Chris Cowley (Sir Palomon) is a gorgeous talent with a delicious voice and smashingly appealing stage presence. Katie Birthill (Princess Hannah) has worked with him before – as indeed have many here, and they spark off each other beautifully: she sings with power, clarity and a perfect idiomatic control of the material. Matt Thorpe (Sir Horatio) is robust and resonant, and a familiar face here from Plews’ own magisterial ‘American Idiot’, and his presence also strongly reminds us of what a stonking success that show was; he really shows how an actor can ‘see through’ the shallowness of a script to find a deeper and more involving story to tell, and his performance communicates that in a way that the actual words he is given to utter fail to attain. Oliver Saville (Sir Hugo) has strength and charisma, and Rebecca Bainbridge (Queen Matilda/Bess) is passionate and noble. Rebekah Lowings (Lady Isabel) is another great up-and-coming talent, as is the amiable Ruben Van Keer (John). We also get a dramatically convincing Adam Pearce (King Aethelstan/Francis), Andy Moss (as the tragic Prince Gawain), the always alive and involving Bleu Woodward (Emily) and the powerful ensemble players of Ian Gareth-Jones, Kelly Hampson and Tom Bales. It’s a marvelous company.
The musical direction comes from the hugely experienced and sensitive Mark Crossland, who is a peerless interpreter of the vocal arrangements, orchestrations and additional music of the wonderful Adam Langston, their sounds given fulsome shape by Chris Whybrow’s confident and shrewd sound design. You will never forget the moments of wonder they present: in particular, the effect of the men’s voices singing together in choral numbers is ravishing, as is the fantastically realised staging of the women in ‘Total Eclipse of the Heart’, where they seem to float in nothingness, merging with each other, and sliding in and out of our consciousness like visions in a dream. Even in a show which is dramaturgically over-addicted to power ballads (the second act offers half a dozen of them in a terrifying row!), it is moments like this which remind you just what a strong show this could be. Yet, time and time again, the bathetic feebleness of the script totally ruins the cumulative effect of the great songs. We find ourselves laughing ‘at’ the show, and the absurd incompetence of the script, and not with it: it takes itself far too seriously for that to happen.
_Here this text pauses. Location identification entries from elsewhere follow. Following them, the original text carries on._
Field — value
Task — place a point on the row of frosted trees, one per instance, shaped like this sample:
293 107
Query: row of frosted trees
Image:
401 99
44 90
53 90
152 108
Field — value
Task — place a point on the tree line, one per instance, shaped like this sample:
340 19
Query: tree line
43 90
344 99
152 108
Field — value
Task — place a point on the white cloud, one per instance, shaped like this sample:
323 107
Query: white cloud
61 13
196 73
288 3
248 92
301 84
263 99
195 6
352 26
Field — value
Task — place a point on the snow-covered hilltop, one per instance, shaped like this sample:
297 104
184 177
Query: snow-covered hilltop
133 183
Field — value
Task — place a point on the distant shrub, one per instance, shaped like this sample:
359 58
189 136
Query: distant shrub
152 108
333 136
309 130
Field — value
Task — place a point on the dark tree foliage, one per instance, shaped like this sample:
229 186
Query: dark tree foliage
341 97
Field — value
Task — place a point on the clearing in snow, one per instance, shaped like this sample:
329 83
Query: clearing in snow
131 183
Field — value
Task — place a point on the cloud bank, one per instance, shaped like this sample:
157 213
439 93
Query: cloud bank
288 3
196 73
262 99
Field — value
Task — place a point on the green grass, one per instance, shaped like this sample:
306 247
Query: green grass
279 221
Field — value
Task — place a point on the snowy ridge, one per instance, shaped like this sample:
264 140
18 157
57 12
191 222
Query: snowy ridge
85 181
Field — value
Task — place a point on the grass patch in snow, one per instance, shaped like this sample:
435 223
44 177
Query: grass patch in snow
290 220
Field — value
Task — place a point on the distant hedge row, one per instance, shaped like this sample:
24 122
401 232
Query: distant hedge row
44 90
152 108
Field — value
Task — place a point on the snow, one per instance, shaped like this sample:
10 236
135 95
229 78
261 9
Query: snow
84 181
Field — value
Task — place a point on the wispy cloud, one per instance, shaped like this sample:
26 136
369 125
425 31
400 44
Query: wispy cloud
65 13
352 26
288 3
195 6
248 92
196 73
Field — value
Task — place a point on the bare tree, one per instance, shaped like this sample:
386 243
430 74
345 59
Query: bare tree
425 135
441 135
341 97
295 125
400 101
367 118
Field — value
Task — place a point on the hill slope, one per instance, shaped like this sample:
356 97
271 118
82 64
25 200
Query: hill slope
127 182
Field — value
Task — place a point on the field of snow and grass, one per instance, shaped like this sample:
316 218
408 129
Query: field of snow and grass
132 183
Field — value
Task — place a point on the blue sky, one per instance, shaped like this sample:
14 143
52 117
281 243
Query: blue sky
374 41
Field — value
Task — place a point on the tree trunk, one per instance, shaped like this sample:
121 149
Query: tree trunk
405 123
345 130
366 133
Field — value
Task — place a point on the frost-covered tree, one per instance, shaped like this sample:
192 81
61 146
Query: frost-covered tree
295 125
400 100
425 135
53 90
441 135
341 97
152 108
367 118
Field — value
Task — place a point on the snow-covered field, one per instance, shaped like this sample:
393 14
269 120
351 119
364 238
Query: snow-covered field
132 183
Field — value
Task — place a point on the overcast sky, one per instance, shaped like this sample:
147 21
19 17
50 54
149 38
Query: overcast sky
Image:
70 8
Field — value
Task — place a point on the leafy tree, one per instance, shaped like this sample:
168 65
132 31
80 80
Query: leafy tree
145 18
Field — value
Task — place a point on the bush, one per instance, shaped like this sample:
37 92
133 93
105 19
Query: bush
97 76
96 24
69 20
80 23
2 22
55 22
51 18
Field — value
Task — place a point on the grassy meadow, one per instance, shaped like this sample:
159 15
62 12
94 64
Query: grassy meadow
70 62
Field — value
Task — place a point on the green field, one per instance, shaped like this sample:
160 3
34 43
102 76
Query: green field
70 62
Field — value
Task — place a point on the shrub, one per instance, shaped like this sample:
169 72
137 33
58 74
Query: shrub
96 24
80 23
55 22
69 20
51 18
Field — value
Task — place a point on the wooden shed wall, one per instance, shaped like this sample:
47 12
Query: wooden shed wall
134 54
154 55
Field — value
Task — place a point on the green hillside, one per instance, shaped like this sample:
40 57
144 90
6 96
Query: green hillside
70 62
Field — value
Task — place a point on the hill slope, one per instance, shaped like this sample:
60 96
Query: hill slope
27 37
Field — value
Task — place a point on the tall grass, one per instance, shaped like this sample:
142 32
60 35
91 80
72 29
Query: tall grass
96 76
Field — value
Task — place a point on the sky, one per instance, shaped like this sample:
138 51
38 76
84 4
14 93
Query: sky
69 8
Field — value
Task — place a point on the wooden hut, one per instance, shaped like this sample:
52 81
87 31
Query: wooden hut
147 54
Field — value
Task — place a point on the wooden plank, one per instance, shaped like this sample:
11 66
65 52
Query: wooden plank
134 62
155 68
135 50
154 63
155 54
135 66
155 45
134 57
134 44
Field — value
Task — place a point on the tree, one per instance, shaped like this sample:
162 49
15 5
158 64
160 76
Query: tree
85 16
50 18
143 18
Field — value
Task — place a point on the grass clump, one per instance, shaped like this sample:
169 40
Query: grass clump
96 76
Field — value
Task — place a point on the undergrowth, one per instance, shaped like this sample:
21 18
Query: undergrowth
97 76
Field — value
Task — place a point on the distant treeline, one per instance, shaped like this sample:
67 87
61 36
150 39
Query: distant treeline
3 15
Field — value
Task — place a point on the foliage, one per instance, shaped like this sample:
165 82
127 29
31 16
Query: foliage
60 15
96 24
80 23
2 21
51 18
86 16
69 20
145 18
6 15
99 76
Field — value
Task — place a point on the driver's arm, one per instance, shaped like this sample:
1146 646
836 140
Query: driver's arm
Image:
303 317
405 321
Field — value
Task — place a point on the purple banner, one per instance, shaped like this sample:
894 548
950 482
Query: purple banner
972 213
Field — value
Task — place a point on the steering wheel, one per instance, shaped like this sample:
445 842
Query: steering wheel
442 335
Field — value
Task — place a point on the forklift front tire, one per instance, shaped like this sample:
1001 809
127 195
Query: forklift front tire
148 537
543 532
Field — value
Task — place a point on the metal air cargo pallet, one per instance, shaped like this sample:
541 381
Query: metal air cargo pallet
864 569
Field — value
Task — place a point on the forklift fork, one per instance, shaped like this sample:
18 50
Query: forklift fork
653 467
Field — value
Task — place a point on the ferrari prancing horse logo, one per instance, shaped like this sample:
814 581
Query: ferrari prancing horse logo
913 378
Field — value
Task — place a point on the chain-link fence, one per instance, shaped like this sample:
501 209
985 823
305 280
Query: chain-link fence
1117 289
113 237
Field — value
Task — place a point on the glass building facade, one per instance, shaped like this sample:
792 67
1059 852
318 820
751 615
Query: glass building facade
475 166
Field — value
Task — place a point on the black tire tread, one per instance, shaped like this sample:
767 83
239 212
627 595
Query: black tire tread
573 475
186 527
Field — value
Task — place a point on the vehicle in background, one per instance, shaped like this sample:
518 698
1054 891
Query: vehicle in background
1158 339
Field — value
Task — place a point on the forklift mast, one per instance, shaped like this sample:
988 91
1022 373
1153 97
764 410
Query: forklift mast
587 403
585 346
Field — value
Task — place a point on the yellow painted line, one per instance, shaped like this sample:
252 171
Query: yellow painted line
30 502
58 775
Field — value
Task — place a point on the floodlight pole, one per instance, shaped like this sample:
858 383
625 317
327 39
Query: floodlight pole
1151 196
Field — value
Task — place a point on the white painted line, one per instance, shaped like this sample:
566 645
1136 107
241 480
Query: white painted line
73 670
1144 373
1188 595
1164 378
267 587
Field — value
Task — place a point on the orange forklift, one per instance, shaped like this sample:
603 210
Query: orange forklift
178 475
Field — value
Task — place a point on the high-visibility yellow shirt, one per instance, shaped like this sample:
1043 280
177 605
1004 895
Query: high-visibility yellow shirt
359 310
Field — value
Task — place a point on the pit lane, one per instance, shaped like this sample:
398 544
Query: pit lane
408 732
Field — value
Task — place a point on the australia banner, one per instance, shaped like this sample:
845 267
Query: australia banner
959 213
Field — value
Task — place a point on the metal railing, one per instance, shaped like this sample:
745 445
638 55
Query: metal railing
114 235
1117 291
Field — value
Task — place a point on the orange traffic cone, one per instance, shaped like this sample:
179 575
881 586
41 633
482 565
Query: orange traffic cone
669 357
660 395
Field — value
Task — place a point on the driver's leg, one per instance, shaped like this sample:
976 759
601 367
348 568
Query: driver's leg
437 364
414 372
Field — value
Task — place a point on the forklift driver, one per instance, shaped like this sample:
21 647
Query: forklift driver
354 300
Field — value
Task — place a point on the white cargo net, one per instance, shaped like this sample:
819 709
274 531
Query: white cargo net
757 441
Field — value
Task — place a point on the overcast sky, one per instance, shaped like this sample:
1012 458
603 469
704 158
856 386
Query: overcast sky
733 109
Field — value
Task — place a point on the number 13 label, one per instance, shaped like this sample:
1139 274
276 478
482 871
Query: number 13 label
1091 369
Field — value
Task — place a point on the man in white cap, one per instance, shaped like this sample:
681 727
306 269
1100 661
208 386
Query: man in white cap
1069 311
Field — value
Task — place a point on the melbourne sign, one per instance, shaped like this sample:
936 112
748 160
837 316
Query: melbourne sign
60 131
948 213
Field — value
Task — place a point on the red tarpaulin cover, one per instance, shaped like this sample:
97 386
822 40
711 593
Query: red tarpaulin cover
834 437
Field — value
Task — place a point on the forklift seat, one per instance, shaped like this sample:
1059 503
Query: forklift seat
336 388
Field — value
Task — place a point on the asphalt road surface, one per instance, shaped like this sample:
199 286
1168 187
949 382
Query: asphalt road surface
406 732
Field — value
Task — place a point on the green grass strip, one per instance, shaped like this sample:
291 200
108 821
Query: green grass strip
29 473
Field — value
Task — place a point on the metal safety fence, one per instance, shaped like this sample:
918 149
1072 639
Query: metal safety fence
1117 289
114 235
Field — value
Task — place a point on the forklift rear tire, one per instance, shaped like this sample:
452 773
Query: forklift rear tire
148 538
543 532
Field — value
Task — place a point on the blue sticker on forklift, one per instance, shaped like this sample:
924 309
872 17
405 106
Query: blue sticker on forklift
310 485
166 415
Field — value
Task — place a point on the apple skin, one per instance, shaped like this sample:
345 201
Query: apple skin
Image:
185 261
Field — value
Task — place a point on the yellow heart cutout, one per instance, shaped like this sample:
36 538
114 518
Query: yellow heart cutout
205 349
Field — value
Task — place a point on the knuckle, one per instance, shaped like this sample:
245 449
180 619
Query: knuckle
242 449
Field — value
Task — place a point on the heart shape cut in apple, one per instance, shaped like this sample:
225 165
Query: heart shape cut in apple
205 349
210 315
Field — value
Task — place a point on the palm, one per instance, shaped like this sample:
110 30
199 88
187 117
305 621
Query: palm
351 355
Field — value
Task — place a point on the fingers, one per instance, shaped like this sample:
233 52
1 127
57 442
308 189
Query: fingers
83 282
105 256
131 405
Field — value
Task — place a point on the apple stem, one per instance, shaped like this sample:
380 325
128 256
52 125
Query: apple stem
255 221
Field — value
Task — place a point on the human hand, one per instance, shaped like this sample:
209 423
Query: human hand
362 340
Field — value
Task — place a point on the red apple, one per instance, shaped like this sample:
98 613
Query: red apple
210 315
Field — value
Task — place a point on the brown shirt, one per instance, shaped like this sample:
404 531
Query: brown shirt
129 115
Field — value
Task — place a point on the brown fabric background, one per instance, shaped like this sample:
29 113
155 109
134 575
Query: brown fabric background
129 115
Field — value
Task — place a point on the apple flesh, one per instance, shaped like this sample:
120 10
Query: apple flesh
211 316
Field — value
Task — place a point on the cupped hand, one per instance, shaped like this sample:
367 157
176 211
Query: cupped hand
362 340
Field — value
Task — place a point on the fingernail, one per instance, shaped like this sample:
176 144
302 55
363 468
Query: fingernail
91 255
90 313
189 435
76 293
In the short-term, if the script cannot be performed with any alleviating sense of humour, then the best solution would be to jettison it completely: the show would be none the worse for it, and all the better. Freed from such an encumbrance, the show might then stand a proper chance of finding an appreciative audience. And everyone might then pay proper attention to the show’s abundant strengths without being distracted by the fatal weaknesses that do so much to undermine and belittle the superb contributions of so many great talents.